The Very First Pictures Of Mars At Night
Science1 min read

Mars Curiosity Rover just downloaded some great pictures of Mars at night. These were the first the rover has taken of the Red Planet at night. Check them out below.

Here's a picture of Martian rock from the Yellowknife Bay area of the Mars Gale Crater. It's been dubbed Sayunei. It was taken on the night of Jan. 22, Curiosity's 165th day on Mars. Curiosity used her front-left wheel to scuff the rock and wipe off dust from the region.

The rock is being lit up with UV light from the rover. The image hasn't been analyzed, so we don't know what the glowing areas mean.

"The purpose of acquiring observations under ultraviolet illumination was to look for fluorescent minerals," Ken Edgett, who runs the MAHLI program, said in a NASA press release. "These data just arrived this morning.
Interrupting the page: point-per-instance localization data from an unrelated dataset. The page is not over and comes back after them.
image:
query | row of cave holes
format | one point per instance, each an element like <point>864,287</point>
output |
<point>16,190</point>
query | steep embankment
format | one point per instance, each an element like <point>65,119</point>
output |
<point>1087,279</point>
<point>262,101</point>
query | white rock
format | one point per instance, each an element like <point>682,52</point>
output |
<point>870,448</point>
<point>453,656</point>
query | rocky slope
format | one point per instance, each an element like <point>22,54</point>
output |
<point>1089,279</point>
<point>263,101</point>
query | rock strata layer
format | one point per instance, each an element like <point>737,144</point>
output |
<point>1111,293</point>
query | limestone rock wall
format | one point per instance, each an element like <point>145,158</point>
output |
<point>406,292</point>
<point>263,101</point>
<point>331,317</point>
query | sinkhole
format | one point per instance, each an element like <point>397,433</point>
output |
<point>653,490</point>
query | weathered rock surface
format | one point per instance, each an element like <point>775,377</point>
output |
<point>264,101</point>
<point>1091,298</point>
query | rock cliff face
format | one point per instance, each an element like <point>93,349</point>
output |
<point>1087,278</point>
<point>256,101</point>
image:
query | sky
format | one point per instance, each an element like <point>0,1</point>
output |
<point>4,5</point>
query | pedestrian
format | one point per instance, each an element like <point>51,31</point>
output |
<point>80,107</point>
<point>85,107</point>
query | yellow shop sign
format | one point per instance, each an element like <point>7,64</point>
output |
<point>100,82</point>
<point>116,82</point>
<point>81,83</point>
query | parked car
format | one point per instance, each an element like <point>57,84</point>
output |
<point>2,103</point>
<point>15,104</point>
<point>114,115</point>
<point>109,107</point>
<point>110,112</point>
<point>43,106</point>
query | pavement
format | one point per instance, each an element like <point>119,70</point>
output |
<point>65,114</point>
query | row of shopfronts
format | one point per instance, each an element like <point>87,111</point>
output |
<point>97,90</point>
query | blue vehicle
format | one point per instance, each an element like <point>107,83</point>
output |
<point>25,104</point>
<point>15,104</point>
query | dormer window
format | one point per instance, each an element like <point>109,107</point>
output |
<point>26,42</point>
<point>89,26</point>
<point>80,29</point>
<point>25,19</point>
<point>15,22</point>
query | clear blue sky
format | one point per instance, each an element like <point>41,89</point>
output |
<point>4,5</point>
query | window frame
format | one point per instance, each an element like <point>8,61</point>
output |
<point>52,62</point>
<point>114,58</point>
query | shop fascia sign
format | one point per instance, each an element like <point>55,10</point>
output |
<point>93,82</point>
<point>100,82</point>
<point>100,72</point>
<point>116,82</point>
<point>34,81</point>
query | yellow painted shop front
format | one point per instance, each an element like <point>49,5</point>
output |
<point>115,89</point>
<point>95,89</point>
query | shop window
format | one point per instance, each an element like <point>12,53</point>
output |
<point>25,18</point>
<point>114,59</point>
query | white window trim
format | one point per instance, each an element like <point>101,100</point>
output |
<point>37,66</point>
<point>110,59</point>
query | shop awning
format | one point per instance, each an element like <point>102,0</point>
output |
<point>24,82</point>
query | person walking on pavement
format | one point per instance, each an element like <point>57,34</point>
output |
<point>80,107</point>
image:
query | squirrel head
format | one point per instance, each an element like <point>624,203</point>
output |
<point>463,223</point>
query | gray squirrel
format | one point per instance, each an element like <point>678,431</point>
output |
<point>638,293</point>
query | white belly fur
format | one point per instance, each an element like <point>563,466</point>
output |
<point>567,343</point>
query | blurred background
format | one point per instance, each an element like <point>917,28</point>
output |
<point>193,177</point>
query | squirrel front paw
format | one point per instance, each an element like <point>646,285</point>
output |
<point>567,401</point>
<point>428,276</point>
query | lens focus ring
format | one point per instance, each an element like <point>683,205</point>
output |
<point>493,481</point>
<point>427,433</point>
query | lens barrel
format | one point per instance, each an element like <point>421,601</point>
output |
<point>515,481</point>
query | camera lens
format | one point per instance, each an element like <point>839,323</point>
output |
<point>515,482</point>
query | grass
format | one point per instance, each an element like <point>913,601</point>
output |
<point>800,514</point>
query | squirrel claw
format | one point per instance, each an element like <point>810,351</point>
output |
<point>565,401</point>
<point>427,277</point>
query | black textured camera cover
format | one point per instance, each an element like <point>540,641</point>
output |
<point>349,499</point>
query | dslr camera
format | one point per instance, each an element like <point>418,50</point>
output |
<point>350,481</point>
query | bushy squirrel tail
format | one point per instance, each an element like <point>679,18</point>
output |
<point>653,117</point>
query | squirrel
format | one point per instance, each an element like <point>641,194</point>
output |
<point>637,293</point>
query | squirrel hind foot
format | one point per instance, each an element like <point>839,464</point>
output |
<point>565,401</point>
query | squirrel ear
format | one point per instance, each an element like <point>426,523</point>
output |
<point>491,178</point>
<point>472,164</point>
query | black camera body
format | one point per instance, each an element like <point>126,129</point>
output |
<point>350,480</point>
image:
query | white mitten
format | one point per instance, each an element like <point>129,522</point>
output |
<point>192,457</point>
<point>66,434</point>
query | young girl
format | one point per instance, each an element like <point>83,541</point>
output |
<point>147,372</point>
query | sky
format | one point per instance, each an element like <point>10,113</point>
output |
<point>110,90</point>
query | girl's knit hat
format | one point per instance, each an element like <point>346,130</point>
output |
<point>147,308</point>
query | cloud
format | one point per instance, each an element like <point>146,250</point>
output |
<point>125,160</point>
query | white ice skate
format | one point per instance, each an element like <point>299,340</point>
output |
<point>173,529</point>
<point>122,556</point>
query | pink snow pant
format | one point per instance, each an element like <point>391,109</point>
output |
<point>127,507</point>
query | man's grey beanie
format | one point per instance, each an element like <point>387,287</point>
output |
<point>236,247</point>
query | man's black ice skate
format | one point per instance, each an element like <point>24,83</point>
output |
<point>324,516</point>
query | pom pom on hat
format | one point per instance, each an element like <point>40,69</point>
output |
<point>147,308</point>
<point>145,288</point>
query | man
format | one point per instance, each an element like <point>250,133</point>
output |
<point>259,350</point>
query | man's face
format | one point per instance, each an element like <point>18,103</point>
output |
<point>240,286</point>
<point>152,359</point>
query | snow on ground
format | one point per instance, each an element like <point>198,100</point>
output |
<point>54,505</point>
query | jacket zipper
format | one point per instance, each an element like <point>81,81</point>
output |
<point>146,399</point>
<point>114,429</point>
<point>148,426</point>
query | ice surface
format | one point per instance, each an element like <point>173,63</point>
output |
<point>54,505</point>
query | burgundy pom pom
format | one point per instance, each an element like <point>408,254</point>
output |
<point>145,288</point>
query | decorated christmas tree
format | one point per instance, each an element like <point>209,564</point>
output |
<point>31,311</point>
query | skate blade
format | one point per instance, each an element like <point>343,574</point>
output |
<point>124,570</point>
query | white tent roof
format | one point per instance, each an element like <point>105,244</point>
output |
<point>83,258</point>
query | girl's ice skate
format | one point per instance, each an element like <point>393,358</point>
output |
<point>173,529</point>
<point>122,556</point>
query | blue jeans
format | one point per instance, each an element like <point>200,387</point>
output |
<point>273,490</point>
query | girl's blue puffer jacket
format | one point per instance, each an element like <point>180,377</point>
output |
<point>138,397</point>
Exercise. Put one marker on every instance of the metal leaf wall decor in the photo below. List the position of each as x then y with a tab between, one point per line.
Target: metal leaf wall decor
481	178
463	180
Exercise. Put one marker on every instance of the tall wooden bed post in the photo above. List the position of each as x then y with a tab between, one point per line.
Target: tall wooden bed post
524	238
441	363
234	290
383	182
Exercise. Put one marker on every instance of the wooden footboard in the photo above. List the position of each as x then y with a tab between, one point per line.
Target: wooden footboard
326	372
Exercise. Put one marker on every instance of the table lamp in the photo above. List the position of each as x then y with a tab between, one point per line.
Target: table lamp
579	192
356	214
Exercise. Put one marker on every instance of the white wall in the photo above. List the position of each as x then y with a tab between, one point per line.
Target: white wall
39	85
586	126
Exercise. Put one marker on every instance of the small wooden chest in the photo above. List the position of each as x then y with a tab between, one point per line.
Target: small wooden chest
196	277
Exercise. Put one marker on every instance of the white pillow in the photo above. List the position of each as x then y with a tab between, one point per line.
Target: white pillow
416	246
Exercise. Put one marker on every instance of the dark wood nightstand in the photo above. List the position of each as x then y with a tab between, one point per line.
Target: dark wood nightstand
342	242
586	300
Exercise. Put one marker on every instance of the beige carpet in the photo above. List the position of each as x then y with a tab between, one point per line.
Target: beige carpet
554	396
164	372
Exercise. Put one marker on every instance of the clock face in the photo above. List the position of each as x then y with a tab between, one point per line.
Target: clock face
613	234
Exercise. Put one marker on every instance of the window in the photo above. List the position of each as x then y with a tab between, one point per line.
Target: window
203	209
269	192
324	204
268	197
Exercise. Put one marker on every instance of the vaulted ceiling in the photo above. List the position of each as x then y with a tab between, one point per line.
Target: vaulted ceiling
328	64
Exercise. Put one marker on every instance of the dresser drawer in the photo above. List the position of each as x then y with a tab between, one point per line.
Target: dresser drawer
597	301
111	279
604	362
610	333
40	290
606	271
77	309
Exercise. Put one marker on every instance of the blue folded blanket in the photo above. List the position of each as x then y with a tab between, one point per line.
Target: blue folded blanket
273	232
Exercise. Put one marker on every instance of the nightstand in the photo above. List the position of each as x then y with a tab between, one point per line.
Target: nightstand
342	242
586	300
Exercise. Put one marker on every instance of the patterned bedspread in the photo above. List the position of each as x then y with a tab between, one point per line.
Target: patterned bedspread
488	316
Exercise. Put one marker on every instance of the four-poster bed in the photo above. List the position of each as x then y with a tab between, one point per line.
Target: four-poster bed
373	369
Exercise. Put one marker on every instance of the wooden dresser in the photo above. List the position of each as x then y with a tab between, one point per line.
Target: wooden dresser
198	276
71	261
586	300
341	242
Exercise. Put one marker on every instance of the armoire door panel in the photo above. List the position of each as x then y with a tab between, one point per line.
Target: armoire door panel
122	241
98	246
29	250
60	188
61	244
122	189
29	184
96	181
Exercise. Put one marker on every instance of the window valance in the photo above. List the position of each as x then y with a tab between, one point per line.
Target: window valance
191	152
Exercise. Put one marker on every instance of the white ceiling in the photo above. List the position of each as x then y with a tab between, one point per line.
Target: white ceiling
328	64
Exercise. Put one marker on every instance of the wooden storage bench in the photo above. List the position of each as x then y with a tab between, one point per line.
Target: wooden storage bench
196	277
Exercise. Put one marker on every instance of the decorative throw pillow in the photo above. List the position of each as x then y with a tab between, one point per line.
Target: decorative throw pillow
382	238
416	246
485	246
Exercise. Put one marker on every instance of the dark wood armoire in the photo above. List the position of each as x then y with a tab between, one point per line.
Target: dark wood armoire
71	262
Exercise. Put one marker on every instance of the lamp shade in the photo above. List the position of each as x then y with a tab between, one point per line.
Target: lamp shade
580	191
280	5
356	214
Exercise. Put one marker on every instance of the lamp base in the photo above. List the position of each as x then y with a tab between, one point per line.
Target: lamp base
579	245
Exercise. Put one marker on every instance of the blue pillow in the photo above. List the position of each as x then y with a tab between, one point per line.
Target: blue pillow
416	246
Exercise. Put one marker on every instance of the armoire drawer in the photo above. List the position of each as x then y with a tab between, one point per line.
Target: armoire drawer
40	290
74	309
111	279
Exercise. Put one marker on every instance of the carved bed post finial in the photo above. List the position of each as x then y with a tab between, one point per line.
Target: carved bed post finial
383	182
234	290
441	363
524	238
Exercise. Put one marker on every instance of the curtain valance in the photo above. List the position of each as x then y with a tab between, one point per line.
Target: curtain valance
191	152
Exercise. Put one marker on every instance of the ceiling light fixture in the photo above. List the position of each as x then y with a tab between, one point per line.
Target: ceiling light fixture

The science team is still assessing the observations. If something looked green, yellow, orange or red under the ultraviolet illumination, that'd be a more clear-cut indicator of fluorescence."

mars dirt uv light night

NASA/JPL-Caltech/MSSS

This image of a Martian rock illuminated by ultraviolet LEDs (light emitting diodes) is part of the first set of nighttime images taken by the Mars Hand Lens Imager (MAHLI) camera at the end of the robotic arm of NASA's Mars rover Curiosity.

Here's the same area, lit up by white light.

Mars at night regular light

NASA/JPL-Caltech/MSSS

This image of a Martian rock illuminated by white-light LEDs (light emitting diodes) is part of the first set of nighttime images taken by the Mars Hand Lens Imager (MAHLI) camera at the end of the robotic arm of NASA's Mars rover Curiosity.